A - Attribution of knowledge
10/3/20
BILTA (UK) LTD v NATWEST MARKETS PLC [2020] EWHC 546 (Ch)
Contains useful summaries of the principles of dishonest assistance [159], fraudulent trading [175], vicarious liability for the acts of employees [193], attribution of knowledge to companies [217], and the test of dishonesty [225]. In the context of claims that traders participated in the commission of missing trader intra-community VAT fraud, in order to prove dishonesty the claimants had to show that the traders had a suspicion, based upon some identifiable matters, that the trading that they were doing was part of, or connected in some way, with VAT fraud [235]. On the facts, the test was satisfied and the defendants were liable for dishonest assistance and knowingly being a party to fraudulent trading by the claimant companies.
30/10/19
SINGULARIS HOLDINGS LTD v DAIWA CAPITAL MARKETS EUROPE LTD [2019] UKSC 50
The defendant broker acted in breach of its duty of care (established in Barclays Bank v Quincecare, 1992) by allowing a director who was the claimant’s sole shareholder, to transfer some $204m from a client account held for the claimant by the defendant when the defendant had been put on inquiry that the director was acting fraudulently.

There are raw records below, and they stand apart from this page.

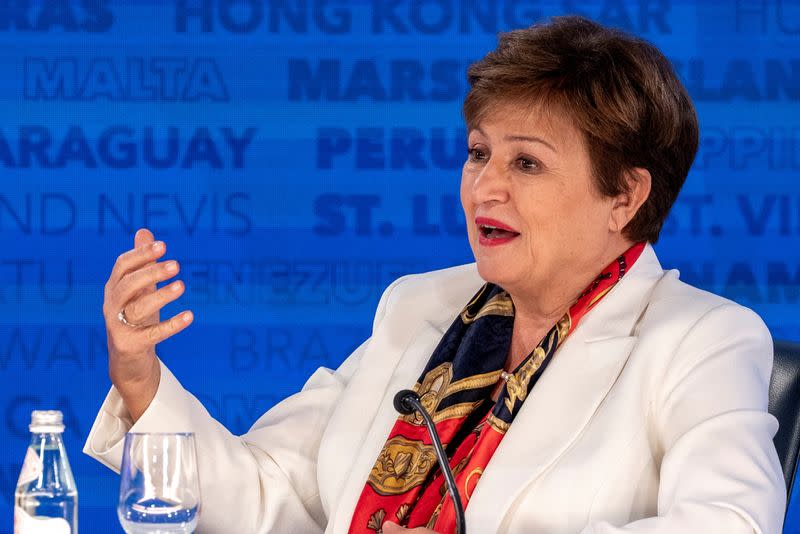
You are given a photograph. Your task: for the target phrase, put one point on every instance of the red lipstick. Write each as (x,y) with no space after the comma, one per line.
(492,232)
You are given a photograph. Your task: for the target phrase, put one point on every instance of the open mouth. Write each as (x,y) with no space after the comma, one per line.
(493,232)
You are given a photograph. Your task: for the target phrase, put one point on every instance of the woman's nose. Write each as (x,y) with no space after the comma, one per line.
(490,184)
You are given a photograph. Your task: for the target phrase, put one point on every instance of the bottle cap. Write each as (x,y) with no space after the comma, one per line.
(46,421)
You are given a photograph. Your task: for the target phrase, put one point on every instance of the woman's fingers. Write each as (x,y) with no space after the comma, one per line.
(139,309)
(141,281)
(136,258)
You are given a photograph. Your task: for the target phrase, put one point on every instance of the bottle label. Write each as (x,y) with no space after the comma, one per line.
(31,468)
(27,524)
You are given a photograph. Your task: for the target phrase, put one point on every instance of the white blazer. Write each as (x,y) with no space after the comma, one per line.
(651,418)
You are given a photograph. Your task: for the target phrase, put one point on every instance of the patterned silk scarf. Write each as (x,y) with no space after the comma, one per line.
(405,484)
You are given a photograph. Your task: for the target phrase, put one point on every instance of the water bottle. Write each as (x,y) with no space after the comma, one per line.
(46,500)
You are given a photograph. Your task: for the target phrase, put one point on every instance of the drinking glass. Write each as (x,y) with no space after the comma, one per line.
(159,486)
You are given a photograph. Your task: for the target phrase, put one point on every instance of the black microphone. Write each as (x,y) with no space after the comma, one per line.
(407,402)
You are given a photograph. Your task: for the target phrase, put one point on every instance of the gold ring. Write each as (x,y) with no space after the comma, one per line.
(124,320)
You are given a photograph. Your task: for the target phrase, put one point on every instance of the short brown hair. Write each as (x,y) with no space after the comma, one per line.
(621,92)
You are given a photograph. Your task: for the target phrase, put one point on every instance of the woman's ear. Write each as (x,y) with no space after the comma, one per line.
(626,204)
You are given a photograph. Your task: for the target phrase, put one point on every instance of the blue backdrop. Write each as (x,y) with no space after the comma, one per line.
(297,156)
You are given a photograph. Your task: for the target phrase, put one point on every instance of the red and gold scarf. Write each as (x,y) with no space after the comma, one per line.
(405,484)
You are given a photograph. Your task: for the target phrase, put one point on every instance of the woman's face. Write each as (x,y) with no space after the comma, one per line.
(528,172)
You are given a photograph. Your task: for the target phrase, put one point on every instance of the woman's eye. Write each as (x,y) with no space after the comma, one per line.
(476,154)
(528,164)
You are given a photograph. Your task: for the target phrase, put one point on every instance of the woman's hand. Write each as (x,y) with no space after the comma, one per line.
(394,528)
(132,362)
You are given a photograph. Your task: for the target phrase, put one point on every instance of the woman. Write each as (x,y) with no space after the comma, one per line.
(578,386)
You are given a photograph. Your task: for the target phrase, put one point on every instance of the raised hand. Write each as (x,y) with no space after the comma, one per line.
(131,297)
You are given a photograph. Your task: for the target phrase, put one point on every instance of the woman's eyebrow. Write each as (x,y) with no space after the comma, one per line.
(529,138)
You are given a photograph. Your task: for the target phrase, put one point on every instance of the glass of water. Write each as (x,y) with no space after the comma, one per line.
(159,487)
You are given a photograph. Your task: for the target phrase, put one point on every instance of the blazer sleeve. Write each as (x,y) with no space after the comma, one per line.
(257,482)
(720,471)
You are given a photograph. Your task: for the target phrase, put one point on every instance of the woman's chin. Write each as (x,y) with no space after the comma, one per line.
(493,270)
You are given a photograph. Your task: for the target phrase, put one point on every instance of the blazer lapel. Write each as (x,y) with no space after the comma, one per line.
(407,371)
(564,399)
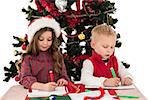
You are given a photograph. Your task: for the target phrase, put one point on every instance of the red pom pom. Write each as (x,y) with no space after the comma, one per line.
(24,47)
(17,78)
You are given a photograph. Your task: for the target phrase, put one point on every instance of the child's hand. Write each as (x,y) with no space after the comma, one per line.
(50,86)
(62,82)
(112,82)
(126,81)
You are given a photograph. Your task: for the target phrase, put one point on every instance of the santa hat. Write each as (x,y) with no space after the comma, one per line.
(43,22)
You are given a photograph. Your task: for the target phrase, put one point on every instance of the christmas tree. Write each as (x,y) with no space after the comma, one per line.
(76,23)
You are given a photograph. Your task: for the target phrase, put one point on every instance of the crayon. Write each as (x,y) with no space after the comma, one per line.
(113,72)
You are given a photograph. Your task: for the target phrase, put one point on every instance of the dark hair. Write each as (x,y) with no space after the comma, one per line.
(53,50)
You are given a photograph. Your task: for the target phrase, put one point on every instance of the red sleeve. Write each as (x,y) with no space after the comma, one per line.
(27,79)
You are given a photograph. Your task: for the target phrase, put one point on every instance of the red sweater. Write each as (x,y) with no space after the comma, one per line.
(102,70)
(36,69)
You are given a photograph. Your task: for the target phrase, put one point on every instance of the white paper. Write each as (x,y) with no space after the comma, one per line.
(39,93)
(117,87)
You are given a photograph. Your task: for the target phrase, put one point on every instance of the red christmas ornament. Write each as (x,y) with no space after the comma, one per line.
(24,47)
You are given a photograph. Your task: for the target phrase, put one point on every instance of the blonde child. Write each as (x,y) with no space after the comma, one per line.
(97,69)
(43,56)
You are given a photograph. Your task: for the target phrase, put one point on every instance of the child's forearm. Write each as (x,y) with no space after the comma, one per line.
(37,85)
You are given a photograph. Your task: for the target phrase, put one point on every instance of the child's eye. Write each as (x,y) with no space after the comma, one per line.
(112,47)
(105,46)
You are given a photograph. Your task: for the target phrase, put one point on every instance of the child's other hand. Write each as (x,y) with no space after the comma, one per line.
(62,82)
(50,86)
(126,81)
(112,82)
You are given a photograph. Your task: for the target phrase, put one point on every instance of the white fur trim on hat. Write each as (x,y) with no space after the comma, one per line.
(42,22)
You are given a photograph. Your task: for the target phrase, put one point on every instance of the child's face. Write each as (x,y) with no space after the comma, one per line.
(45,41)
(104,46)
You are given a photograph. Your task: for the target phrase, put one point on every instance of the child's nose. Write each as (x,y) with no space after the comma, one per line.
(45,42)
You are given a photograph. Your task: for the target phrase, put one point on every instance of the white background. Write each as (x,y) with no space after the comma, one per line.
(133,25)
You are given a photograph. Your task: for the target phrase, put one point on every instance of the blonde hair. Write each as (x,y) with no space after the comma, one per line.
(54,50)
(102,29)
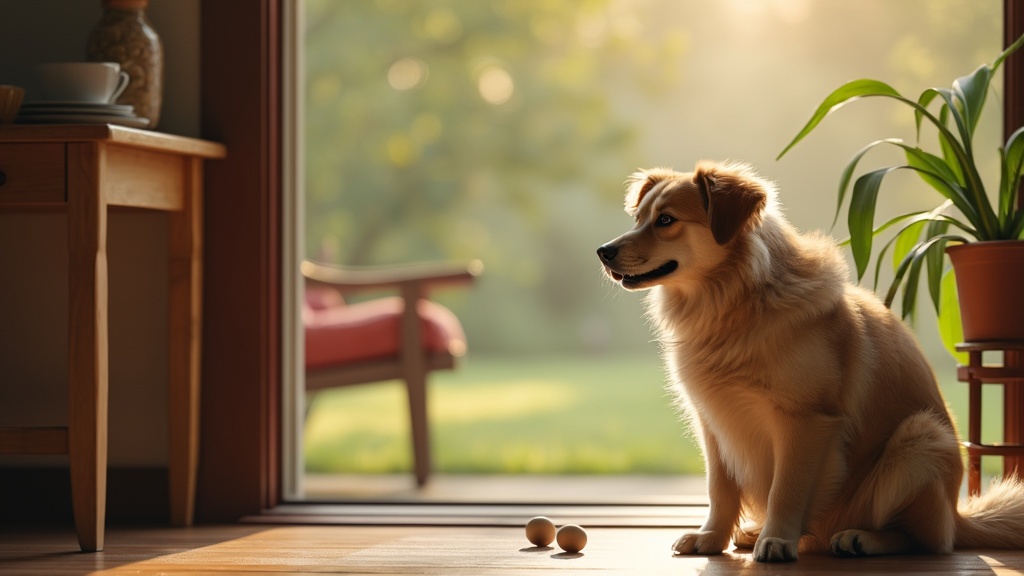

The trial judge had been right to hold that the director’s knowledge was not to be attributed to the claimant, that illegality was not a defence to the claim and that the compensation to which the company was entitled should be discounted by 25% for contributory negligence.
22/4/15
JETIVIA SA v BILTA (UK) LTD [2015] UKSC 23
An application to strike out a claim by a company on grounds of ex turpi causa / illegality failed principally because the alleged wrongful activity of the claimant company’s directors and shareholder could not be attributed to the company. Knowledge cannot be attributed to a company if the company is the victim of wrongdoing by its directors, or of which its directors had notice, and the claim is brought by the company’s liquidator as a result of the wrongdoing. The decision in Stone & Rolls v Moore Stephens (2009) is to be confined to its own facts. It makes no difference if the defendants are out of the jurisdiction because section 213 Insolvency Act 1986 has extra-territorial effect so a liquidator can bring a fraudulent trading claim under the section against persons domiciled abroad.
13/2/15
D&G CARS LTD v ESSEX POLICE AUTHORITY [2015] EWHC 226 (QB)
Considers principles to be applied in deciding whether a breach of contract is a repudiatory breach [170], circumstances in which a term as to good faith or integrity and honesty is to be implied into a contract [174] and circumstances in which liability for acts involving dishonesty or lack of integrity can be attributed to a company [178].
4/11/14
UBS AG v KOMMUNALE WASSERWERKE LEIPZIG GMBH [2014] EWHC 3615 (Comm)
Considers the legal principles for setting aside contracts on grounds of bribery of agents [587], conflict of interest on the part of an agent [621], attribution of an agent’s knowledge to a company [628], fraudulent misrepresentation [642], contractual estoppel [773] and rescission [783].